Garam Masala "Red" Lentil Soup
  • 2-1/2 cups dried chana dal (I decided to use the lentils I had on hand)
  • 1 large onion, chopped fine
  • 2 tablespoons vegetable oil
  • 1-1/2 teaspoons salt
  • 1 teaspoon ancho chili powder
  • 1 teaspoon chili powder (medium)
  • 1/2 teaspoon cayenne chile pepper
  • 1 teaspoon turmeric powder
  • 6 cups water
  • 2 cups chicken stock
Whole Spice Mixture (Grind these before adding)
  • 1-1/2 teaspoons whole coriander seed
  • 1 teaspoon Tellicherry peppercorns
  • 3/4 teaspoon cumin seed
  • 1-1/2 inches cinnamon stick (or 3/4 tsp of good quality ground Cassia cinnamon)
  • 1 large black cardamom pod
  • 4 cloves
In a bowl soak lentils in water to cover by 2 inches 1 hour and drain in a fine sieve.
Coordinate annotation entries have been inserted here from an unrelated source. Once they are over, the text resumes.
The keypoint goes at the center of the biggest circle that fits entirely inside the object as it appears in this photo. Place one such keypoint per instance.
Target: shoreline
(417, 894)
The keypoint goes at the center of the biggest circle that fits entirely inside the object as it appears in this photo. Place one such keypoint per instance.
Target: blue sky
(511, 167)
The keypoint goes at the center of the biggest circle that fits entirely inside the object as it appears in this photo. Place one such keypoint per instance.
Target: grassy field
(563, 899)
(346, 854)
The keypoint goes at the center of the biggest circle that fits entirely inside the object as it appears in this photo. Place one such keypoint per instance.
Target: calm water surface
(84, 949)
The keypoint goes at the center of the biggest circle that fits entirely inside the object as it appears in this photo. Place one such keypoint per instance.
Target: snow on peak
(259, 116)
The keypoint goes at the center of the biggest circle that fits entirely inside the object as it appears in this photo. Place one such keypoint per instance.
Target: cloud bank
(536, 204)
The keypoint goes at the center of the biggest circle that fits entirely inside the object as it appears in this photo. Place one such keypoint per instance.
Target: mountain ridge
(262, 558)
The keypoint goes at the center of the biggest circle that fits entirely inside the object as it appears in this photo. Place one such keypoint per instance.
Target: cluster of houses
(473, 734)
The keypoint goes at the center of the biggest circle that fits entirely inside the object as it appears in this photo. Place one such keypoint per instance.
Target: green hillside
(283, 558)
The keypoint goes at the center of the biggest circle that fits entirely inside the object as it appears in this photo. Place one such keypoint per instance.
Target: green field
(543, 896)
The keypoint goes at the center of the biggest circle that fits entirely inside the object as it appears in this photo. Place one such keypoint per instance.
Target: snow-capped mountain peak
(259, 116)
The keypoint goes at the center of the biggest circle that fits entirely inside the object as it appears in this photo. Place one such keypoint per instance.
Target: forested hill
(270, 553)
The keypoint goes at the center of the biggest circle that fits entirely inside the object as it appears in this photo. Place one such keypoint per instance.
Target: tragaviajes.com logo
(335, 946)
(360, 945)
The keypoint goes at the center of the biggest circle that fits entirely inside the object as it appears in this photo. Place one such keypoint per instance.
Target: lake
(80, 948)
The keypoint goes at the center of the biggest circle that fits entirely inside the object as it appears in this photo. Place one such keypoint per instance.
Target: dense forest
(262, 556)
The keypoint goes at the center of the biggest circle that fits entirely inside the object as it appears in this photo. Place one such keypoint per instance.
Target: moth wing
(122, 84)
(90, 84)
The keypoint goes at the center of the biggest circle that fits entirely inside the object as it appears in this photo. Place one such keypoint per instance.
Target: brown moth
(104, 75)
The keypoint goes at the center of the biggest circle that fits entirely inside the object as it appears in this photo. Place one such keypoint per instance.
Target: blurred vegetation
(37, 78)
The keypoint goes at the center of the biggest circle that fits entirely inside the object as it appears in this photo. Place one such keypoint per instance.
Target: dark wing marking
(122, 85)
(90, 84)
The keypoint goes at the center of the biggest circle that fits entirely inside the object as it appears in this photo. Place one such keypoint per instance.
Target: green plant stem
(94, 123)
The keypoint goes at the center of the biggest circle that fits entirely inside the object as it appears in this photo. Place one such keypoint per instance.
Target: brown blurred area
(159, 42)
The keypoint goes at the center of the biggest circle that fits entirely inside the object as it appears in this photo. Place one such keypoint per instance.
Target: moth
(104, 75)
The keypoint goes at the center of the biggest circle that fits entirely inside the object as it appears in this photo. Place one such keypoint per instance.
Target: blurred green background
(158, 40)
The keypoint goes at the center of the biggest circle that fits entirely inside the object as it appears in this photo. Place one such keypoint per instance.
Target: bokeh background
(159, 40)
Be sure to check for pebbles or other debris.

In a 4-quart heavy saucepan cook onions in oil over moderate heat, stirring occasionally, until translucent. Stir in salt and spices and cook over moderately low heat, stirring occasionally, 5 minutes. Stir in lentils, water and stock and simmer until lentils fall apart, about an hour. (Old lentils may take longer to cook.) Let soup cool slightly.

Transfer soup to a blender in batches and puree (use caution when blending hot liquids), transferring to a bowl. In a pan heat soup over moderate heat, stirring, until hot and season with salt if necessary.



Clearly, this soup is not red. This is because I had bought chana dal a few days prior, and did not see the need to buy a different kind of lentils. The only change I had to make because of this was that I had to simmer the soup for much longer. I still think it maybe could have used another 20 minutes or so, as I kept coming across some gritty bits of what was supposed to be a creamy soup. I added a dollop of Greek-style yogurt, which while interesting, it distracted from the spices. I also used chicken stock instead of broth, since I had made homemade stock a few days prior.

The spice combination was quite good. The complexity of these spices only became even more apparent the next day. Overall, the soup was a success, and should push me into trying new soups and lentil dishes.

3 comments:

  1. It was delicious! The home-grinding of spices was an extra bit of love that put it over the top.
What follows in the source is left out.